Dulles would've been more successful as a circus player, yet the understanding how easily politicians, and generals bought into his utter bullshit is even more unnerving.

If he got to do succeed with it, you can now feel that you have to give gravity to claims of KGB defectors how USSR's influence operators were running circles around USA's political establishment.

The leadership in the business of employing hardcore, weaponized bullshit will certainly never be on the side of Countries of the Free World.


An interesting prior HN thread on MKULTRA: https://news.ycombinator.com/item?id=21165137


And the answer was In-Q-Tel and Facebook/Twitter/Google all along. Three birds with one stone: spying, brainwashing, and censorship.


The funniest part of the last 4 years is Democrats defending the CIA.


The Republicans and Democrats have always supported the intelligence agencies, it's basically political suicide to strongly oppose them.


OT: How about hn have cached content to help minimize tracking. Blogs are dead. Not everyone is a leet Stallman adherent in practice.


Perhaps automate links to Wayback? Or allow alternate (secondary) links to be added by dang?

There's always a tension between per-article and per-subject that can make trying to do both worse than doing one well, so it would need a light touch.


Why is this a legitimate topic on a forum that forbids trafficking in what are labelled "conspiracy theories."

The net effect of allowing a discussion of this sort is to restrict discussion to the few fragments of the record of MKULTRA that were allowed to survive.

Mr. Kinzer's book does not hint at how horrible, extensive, successful, or powerful the program was, nor does it show any cognizance of actual techniques employed in actual operations.

Since we're not allow to bring up the truth, can we just agree to avoid the topic?

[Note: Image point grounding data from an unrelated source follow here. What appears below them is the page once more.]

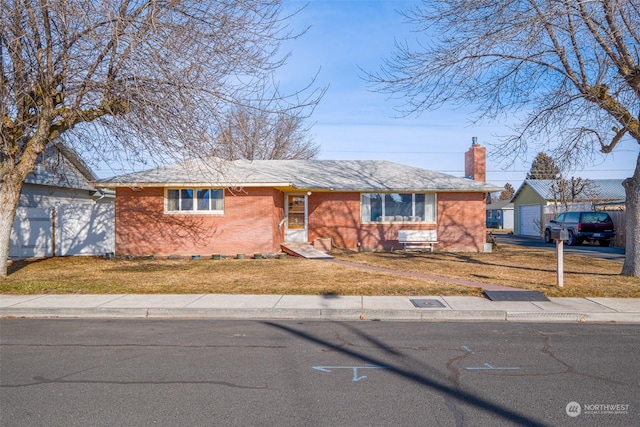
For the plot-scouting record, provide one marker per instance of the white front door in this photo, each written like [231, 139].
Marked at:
[295, 218]
[529, 220]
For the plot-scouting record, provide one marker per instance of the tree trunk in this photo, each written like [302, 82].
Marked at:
[631, 185]
[9, 198]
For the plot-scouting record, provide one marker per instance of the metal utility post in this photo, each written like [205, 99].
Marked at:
[560, 266]
[560, 235]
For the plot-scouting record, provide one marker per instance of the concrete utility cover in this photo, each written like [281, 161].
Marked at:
[427, 303]
[515, 296]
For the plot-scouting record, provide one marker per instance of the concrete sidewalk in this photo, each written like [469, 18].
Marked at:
[312, 307]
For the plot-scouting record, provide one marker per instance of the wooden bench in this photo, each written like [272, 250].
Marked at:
[417, 239]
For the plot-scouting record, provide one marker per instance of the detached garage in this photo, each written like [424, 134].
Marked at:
[536, 195]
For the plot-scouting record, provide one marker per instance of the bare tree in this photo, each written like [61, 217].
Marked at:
[569, 68]
[571, 190]
[259, 134]
[543, 167]
[127, 79]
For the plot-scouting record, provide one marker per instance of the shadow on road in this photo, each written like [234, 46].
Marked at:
[449, 390]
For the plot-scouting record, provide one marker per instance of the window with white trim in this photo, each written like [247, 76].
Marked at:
[203, 200]
[398, 207]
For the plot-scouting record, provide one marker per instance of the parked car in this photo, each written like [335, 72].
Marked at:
[583, 226]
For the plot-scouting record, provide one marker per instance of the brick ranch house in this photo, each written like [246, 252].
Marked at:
[229, 207]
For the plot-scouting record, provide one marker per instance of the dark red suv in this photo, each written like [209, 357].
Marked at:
[583, 226]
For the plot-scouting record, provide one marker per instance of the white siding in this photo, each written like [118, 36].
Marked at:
[80, 229]
[529, 220]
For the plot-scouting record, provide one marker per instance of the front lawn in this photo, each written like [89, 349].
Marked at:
[507, 265]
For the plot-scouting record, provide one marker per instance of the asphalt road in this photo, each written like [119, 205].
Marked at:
[593, 250]
[298, 373]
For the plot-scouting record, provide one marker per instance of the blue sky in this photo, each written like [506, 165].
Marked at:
[352, 122]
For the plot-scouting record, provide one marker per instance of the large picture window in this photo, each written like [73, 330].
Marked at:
[195, 200]
[398, 207]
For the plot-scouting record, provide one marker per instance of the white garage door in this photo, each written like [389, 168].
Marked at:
[529, 220]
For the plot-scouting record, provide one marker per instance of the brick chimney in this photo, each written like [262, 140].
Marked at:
[475, 162]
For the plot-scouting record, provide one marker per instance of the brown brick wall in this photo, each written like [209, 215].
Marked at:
[251, 224]
[142, 227]
[461, 223]
[475, 163]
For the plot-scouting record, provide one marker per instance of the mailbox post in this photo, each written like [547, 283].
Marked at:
[560, 235]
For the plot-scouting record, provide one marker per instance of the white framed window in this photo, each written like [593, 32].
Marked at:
[190, 200]
[398, 207]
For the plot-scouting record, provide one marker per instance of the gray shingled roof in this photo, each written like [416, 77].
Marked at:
[338, 175]
[601, 189]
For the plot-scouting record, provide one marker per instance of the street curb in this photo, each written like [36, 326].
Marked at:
[318, 314]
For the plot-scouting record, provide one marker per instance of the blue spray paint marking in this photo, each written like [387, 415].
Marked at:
[356, 378]
[488, 367]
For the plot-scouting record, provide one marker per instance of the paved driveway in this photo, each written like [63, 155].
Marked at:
[610, 253]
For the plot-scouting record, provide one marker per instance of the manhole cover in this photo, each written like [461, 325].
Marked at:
[427, 303]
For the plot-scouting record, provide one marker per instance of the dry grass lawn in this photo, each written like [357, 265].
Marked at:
[508, 265]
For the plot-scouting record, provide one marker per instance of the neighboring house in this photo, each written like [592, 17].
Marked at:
[59, 211]
[200, 207]
[500, 215]
[536, 197]
[60, 177]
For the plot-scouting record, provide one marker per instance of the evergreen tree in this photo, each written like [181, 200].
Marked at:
[507, 193]
[543, 167]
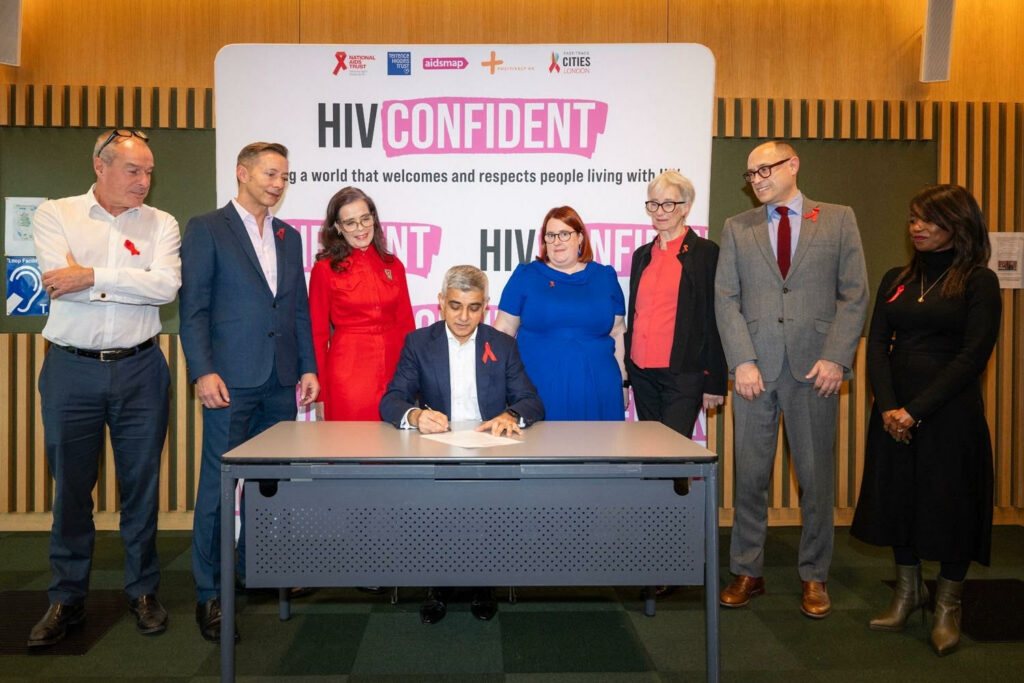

I genuinely don't understand what you're trying to say. Most of the records were destroyed and we're trying to piece together the evidence. What is the "truth" that we are "not allowed" to bring up?


My reply would be deemed conspiracy theory, though it would contain no theory, only testimony.


I think the other HN thread I linked on this subject shows that you are not correct that discussion of conspiracy theories is completely taboo here. As someone quite steeped in the conspiracy world, some of the most intelligent analysis and thoughtful pushback to the "there's no such thing as conspiracies" bluepill perspective has been on HN, and in general it has not been suppressed or downvoted unless advanced in very combative terms.

Although perhaps you're right that if you start bringing up Project Monarch or the like you might get some pretty severe pushback. Even then I'm not sure you'd necessarily be downvoted to oblivion.